Promising to be the most dangerous opponent that Vijender Singh has faced so far in his nascent pro career, Bulgarian Samet Hyuseinov said the Indian still punches like an amateur and is just not ready for an experienced fighter like him. (Vijender Singh Laughs Off Samet Hyuseinov's Beaten And Broken Threat)
The 29-year-old, who has fought 17 pro bouts -- winning seven and losing the rest --, will square off against India's first Olympic and World Championships bronze-medallist come Saturday in Manchester.
"I don't see Vijender as a threat, I don't see any boxer as a threat otherwise I wouldn't be a fighter. I take each fight as it comes. I don't think Vijender is ready to fight someone like me yet and he is saying what he will do to me as if I don't exist and he will stop me. I'm the most dangerous opponent to date for him," Hyuseinov told PTI in an interview.
Vijender has so far competed in two bouts since turning pro in July, knocking out both his previous opponents. Hyuseinov is, however, not impressed.
"That's just it, he's a successful amateur, this is professional, two totally different sports. Now he is stepping up against me and we will see what he is made of. He still punches like an amateur and he will feel the full force of a true professional now," he said.
Hyuseinov has claimed that he would send Vijender back to India beaten and broken. The India, on his part, has laughed off the threats, saying that he would answer aptly inside the ring.
"My strength is my heart and will. I do not want to lose and I will not lose against him. Of course, I am fit and strong and ready to face anything he will bring to the ring.

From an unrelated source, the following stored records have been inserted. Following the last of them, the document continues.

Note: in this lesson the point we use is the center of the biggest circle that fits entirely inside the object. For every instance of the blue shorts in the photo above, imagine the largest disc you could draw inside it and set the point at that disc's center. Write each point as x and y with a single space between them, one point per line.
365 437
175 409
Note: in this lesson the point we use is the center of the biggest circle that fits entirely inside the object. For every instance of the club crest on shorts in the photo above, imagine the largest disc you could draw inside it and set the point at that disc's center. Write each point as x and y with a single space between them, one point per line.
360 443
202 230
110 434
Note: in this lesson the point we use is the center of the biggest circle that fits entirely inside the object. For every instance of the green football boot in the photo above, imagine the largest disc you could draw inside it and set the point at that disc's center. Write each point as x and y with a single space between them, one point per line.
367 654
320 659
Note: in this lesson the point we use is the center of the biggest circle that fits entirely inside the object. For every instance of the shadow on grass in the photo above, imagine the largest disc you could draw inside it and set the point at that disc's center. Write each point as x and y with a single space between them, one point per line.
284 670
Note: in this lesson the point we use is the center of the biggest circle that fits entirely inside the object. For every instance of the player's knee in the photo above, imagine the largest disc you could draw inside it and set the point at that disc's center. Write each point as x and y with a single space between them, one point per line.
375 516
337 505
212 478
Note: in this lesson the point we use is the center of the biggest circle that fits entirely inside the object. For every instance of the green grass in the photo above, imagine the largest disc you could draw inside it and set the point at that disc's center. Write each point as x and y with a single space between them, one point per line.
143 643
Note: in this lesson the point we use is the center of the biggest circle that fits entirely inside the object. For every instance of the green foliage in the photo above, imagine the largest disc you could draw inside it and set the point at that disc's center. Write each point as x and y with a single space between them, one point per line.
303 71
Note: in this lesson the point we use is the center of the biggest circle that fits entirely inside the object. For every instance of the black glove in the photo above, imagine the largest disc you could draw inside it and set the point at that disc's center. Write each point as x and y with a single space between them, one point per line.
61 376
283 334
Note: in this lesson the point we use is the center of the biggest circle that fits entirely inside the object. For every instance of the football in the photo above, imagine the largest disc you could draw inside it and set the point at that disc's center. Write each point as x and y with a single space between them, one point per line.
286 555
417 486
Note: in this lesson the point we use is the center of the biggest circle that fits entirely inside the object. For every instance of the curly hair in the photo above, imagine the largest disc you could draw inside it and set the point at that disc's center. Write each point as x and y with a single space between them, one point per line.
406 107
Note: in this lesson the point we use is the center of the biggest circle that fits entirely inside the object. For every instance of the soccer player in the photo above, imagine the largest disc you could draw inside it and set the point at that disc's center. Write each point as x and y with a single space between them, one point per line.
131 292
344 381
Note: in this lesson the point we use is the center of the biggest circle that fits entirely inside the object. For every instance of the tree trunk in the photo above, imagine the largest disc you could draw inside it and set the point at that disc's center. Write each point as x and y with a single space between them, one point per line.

"Obviously Vijender has only had two pro fights, so he's fresh, I guess he is quite quick with his hands and has some power," he asserted.
Speaking about himself, Hyuseinov revealed that he took up the sport when as a 10-year-old he survived a robbery attempt by older boys.
"I began boxing at the age of 10 in Bulgaria and took up the sport after I was attacked by some older boys who tried to rob me and I went to learn to defend myself after that," he said.
"And Believe me I am going to cause a big upset (for Vijender fans), I'm sorry India but your man is going to lose," he signed off.